Aktuelle Neuigkeiten zu den Forderungen

Österreichische Star-Regisseure und Filmproduzenten stellen sich massiv gegen den drohenden großkoalitionären ORF-Deal.

Ihre Forderung:"Gebührenrefundierung nur im Gegenzug zu klarem gesetzlichen Programmauftrag!"


(Wien, 12.11.2009) Die österreichischen Filmschaffenden haben in wiederholten Gesprächen mit den verantwortlichen Politikern immer wieder eindringlich davor gewarnt, dem ORF zusätzliche finanzielle Mittel ohne klare, gesetzliche Auflagen zu gewähren. Genau darauf sind aber ÖVP und SPÖ bei den gestern und heute stattfindenden Parteienverhandlungen offenbar jetzt eingeschwenkt.

Das bedeutet:

- die Verschwendung von Steuergeldern: Ohne definitive gesetzliche Festschreibung, dass 25% der GIS-Gebühren für österreichische Eigen- und Koproduktionen zu verwenden sind, dienen diese Mittel nur der Aufrechterhaltung veralterter Struktur und kommen nicht der Programmproduktion und ihrer quantitativen wie qualitativen Steigerung zugute.
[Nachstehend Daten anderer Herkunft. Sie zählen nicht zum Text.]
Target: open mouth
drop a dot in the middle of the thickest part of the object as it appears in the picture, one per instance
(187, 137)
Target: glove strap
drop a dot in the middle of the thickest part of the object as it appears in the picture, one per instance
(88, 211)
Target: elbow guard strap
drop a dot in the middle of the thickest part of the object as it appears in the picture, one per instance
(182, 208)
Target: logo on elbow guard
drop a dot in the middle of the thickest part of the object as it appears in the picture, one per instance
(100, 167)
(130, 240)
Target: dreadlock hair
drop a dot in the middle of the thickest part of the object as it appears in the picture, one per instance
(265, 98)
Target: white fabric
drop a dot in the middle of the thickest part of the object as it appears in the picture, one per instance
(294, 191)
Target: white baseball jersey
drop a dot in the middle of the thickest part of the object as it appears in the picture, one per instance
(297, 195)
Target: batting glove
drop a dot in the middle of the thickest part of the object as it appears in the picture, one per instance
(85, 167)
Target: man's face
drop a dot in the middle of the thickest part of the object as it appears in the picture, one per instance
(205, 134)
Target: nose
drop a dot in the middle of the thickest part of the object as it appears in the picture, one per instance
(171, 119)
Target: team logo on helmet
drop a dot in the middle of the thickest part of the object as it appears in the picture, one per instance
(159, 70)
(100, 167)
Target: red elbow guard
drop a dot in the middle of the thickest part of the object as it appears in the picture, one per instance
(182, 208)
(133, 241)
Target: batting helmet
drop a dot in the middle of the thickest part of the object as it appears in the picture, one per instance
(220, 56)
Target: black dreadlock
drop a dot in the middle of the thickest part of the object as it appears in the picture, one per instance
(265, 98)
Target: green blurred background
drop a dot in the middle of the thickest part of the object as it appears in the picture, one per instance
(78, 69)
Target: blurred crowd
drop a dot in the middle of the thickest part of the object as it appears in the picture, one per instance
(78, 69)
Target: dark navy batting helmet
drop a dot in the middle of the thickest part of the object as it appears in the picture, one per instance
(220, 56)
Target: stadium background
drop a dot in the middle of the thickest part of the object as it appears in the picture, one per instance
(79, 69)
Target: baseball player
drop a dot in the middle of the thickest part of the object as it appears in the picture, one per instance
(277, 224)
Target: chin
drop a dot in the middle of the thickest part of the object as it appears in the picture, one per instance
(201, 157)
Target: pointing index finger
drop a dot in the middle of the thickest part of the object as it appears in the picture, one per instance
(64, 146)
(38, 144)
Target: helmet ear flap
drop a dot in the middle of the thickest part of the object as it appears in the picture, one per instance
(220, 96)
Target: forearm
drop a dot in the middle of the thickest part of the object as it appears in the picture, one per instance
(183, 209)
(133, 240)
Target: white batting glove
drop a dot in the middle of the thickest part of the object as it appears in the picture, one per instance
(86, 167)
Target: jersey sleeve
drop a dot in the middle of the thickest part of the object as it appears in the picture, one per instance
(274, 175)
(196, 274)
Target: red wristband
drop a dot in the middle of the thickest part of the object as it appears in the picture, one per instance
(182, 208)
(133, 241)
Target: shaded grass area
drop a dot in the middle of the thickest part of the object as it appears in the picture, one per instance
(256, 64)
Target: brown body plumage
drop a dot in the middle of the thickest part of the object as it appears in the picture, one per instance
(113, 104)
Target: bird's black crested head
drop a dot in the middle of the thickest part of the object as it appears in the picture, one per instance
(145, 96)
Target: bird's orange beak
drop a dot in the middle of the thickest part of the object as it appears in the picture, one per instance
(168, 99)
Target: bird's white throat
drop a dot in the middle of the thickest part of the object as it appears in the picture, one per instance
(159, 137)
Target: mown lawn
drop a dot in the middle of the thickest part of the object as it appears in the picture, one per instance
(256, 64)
- den Verrat am Publikum: Österreichische TV-Filme, Serien und Dokus zählen unzweifelhaft zu den beliebtesten Sendungen des ORF. Über 1 Million österreichische Kinobesucher haben 2009 zudem mit Nachdruck ihre Leidenschaft für die heimische Filmkultur bekundet. Ohne die gesetzliche Festschreibung des Film-Fernseh-abkommens und eine wertgesicherte Dotierung seitens des ORF von mindestens 10 Millionen ist der heimische Kinofilm in seiner Existenz massiv bedroht.

- Insolvenzen in der heimischen Filmwirtschaft: Der Plan, die Gebührenrefundierung darüber hinaus erst 2011 wirksam werden zu lassen und die deutliche Reduktion des ordentlichen ORF-Produktionsbudgets erhöht das Insolvenz-Risiko in der österreichischen Filmwirtschaft enorm und bedeutet, dass bereits geplante und zum Teil geförderte und in Vorbereitung befindliche Filmprojekte weder im TV noch im Kino realisiert werden können. Sämtliche Bemühungen der Regierung den großartigen internationalen Erfolgen in Cannes, Venedig und bei den Oscars durch gezielte Kinofilmförderung gerecht zu werden, sind ohne verpflichtenden Auftrag des ORF nahezu wertlos.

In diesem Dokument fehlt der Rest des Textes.